L'amendement a, une nouvelle fois, été rejeté en commission mixte paritaire.
d) Le projet de loi de finances pour 2008
Lors de l'examen du projet de loi de finances pour 2008, à l'initiative des seuls rapporteurs spéciaux de la mission « Direction de l'action du Gouvernement », MM. François Marc et Michel Moreigne 5 ( * ) , le Sénat a, pour la troisième fois, adopté ce même amendement.
* 1 Voir le rapport d'information n° 353 (2007-2008) du 27 mai 2008 de M. Jean-Jacques Hyest, fait au nom de la commission des lois : « La protection du droit et des libertés fondamentales en France.
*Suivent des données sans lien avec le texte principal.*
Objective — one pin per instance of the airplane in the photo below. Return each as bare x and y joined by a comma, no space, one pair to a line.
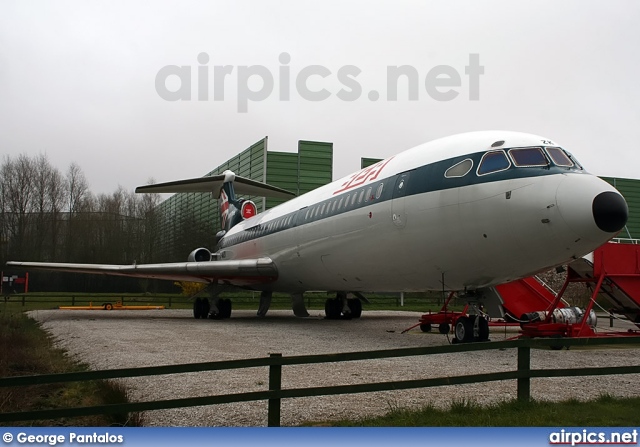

Un cycle d'auditions de la commission des lois (2007-2008) » ; rapport disponible sur Internet : http://www.senat.fr/noticerap/2007/r07-353-notice.html .
* 2 Relevant jusqu'à présent de la mission Justice que la commission des lois examine par ailleurs.
* 3 Ces sept AAI était le Médiateur de la République, le Conseil supérieur de l'audiovisuel, le Comité consultatif national d'éthique, la Commission nationale de contrôle des interceptions de sécurité, la Commission d'accès aux documents administratifs, la Commission nationale de déontologie de la sécurité et la Commission consultative du secret de la défense nationale.
* 4 Rapport d'information n° 404 (2005-2006) « Les autorités administratives indépendantes : évaluation d'un objet juridique non identifié », au nom de l'Office parlementaire d'évaluation de la législation ; rapport disponible sur Internet : http://www.senat.fr/rap/r05-404-1/r05-404-1.html .
* 5 La commission des lois avait décidé de ne plus examiner les crédits de la mission « Direction de l'action du Gouvernement » pour se consacrer à ceux du programme « Modernisation de l'Etat ».